Assets react to Federal Reserve meeting
Meanwhile, US stock futures and gold fell after the Federal Reserve meeting as the tone was more hawkish than what some observers were expecting. “If you’re going to get two rate hikes in 2023, you have to start tapering fairly soon to reach that goal,” said Kathy Jones, head of fixed income at Charles Schwab. “
That said, the expectations of interest rate hike haven’t exactly come out of the blues and markets were expecting rates to rise sooner than later. Also, unlike in 2013, when the Fed created a storm by talking of tapering but actually took two years to proceed with the rate hikes, things are different this time.
“This is what the Fed has been doing for the last several months — warning that an inflation surge was coming but that it is transitory so no need to taper,” said Leuthold Group chief investment strategist Jim Paulsen. He added, “Moreover, this is probably the most expected outcome from the Fed meeting.”
JPMorgan on the Federal Reserve meeting
However, the Federal Reserve’s announcement on raising rates possibly came a bit sooner than what some market participants were expecting. “We still think it would be pretty rushed to see tapering begin before December,” said JPMorgan economist Michael Feroli.

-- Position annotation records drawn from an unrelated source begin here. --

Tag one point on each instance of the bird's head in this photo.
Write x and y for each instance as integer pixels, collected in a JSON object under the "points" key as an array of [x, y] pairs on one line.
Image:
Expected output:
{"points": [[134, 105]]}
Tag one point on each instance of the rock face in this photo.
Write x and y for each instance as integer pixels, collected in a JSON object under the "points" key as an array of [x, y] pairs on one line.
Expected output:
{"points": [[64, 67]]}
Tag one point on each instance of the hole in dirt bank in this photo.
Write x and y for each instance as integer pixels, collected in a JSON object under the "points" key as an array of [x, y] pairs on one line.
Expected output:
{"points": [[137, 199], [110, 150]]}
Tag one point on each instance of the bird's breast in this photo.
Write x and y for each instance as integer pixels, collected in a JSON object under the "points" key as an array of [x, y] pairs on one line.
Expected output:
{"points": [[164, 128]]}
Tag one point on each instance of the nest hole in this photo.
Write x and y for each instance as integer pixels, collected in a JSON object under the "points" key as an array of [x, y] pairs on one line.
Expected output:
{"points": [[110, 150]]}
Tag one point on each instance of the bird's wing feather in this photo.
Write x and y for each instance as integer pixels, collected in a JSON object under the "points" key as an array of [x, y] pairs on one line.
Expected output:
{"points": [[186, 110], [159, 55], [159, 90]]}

All said, given the still-fragile recovery of the US economy, the US Federal Reserve might take a gradual approach to raise rates and not get too aggressive with the hikes as they may derail the recovery in the US markets and also put pressure on asset prices.
Nasdaq futures were almost 0.3% lower in US premarket price action today. We might see growth shares react to the Federal Reserve news but overall, it seems markets were braced for a sooner than expected rate hike.